Single Nucleotide Polymorphisms (or SNPs for short!)
In 2004 I was an Applied Genetics student. It was here where I was first introduced to the DNA fingerprinting method Restriction Fragment Length Polymorphism (RFLP) analysis. I eagerly attended a seminar about that “new” single nucleotide polymorphism (SNP) genotyping method used to sequence the Human genome. Then I worked in a biodiversity project that was studying wild alpine plants. We were using the then more advanced Amplified Fragment Length Polymorphisms (AFLP) for DNA fingerprinting. We determined the ploidy level of some cryptic species using chromosome counting and flow cytometry, leading to discovery of new polyploid species.
Molecular breeding is here! And Agronomix are already at work!
Masters in the UK
When I went to the UK for my Masters study, I used sanger sequencing to determine the SNP within a small portion of the Yam genome that was amplified using specific primers to compare the different cultivars. The latest transcriptome sequencing method at that time was Affymetrix genechips at The Nottingham Arabidopsis Stock Centre (NASC). I had a course project where I analyzed Arabidopsis transcriptome using R/Bioconductor and commercial software called Partek. Through that course, I was introduced to the theory of the, then emerging, Next Generation Sequencing (NGS) techniques. In the meantime, the whole genome sequence of Brassica napus was underway using this new technology.
PhD in Germany
When I joined a lab in Germany for PhD in 2013, I was introduced to a flood of data: a draft sequence of the single B. napus cultivar ‘Darmor-bzh’, SNP genotyping of hundreds of cultivars using 60K Illumina SNP Genotyping Array. In addition, NGS RNA-seq data and multilocation and multiyear phenotypic data and climate data added the complexity of the dataset. I had to start with annotating the draft sequence of B. napus using gene homology to A. thaliana, B. rapa and other organisms.

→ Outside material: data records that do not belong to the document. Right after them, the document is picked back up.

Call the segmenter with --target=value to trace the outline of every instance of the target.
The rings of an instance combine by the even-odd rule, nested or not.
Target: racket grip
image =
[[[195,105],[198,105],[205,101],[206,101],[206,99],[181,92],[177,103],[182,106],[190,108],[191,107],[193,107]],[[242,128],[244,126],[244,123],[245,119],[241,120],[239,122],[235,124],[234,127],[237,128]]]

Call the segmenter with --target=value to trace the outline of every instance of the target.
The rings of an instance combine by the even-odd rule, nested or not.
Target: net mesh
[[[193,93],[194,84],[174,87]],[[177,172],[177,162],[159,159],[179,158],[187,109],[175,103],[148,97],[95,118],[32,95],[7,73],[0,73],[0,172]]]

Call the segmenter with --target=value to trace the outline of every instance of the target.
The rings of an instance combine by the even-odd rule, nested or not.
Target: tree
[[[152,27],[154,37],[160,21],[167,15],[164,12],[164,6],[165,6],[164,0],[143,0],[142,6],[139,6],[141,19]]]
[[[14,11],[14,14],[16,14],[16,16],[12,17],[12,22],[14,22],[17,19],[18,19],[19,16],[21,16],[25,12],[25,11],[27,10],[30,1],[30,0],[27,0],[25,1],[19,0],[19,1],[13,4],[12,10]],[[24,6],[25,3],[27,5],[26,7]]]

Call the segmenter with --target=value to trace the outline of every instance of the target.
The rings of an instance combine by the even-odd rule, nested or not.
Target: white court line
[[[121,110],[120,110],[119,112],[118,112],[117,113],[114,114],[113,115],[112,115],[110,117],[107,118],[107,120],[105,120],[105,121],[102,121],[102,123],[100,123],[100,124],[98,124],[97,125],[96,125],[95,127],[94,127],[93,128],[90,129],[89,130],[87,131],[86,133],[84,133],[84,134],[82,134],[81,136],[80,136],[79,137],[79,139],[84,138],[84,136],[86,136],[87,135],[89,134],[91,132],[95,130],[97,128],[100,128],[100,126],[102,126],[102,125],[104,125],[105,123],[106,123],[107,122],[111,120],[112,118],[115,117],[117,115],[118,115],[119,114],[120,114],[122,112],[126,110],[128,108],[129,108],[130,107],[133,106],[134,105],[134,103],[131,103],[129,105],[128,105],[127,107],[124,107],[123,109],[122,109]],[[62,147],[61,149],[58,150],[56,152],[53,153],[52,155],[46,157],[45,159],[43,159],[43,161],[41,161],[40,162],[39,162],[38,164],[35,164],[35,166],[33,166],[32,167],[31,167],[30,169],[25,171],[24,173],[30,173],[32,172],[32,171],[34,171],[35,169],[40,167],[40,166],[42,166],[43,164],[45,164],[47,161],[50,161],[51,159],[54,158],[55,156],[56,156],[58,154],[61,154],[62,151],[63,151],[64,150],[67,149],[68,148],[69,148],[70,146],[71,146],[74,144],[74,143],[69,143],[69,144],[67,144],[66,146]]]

Then was the next computation task to map sequences of different cultivars to the one draft reference sequence available at that time. The NGS sequences from Illumina by themselves needed special computation software. They came out not as the traditional FASTA format but as FASTQ, with added layer of read quality. The researcher had the responsibility to determine and fish out the low-quality reads. Spending time figuring out which software was most suitable for each step of analysis took time away from the actual research but was a great experience in the world of Bioinformatics.
PostDoc in Canada
I was relieved when my NGS sequence for my PostDoc project in Canada came back as a FASTA format. This eliminated the huge storage space, computation capacity and time needed to process the FASTQ format. By 2018, sequencing companies have taken more responsibility to deliver high quality reads to researchers. Several cultivars of major crops have been sequenced as reference. Sequencing has become cheaper and big data storage and computation facilities are now readily available. This is the best time for Agronomix software to embark upon a Bioinformatics module. This is a continuation of our support of plant breeders with the future of molecular breeding.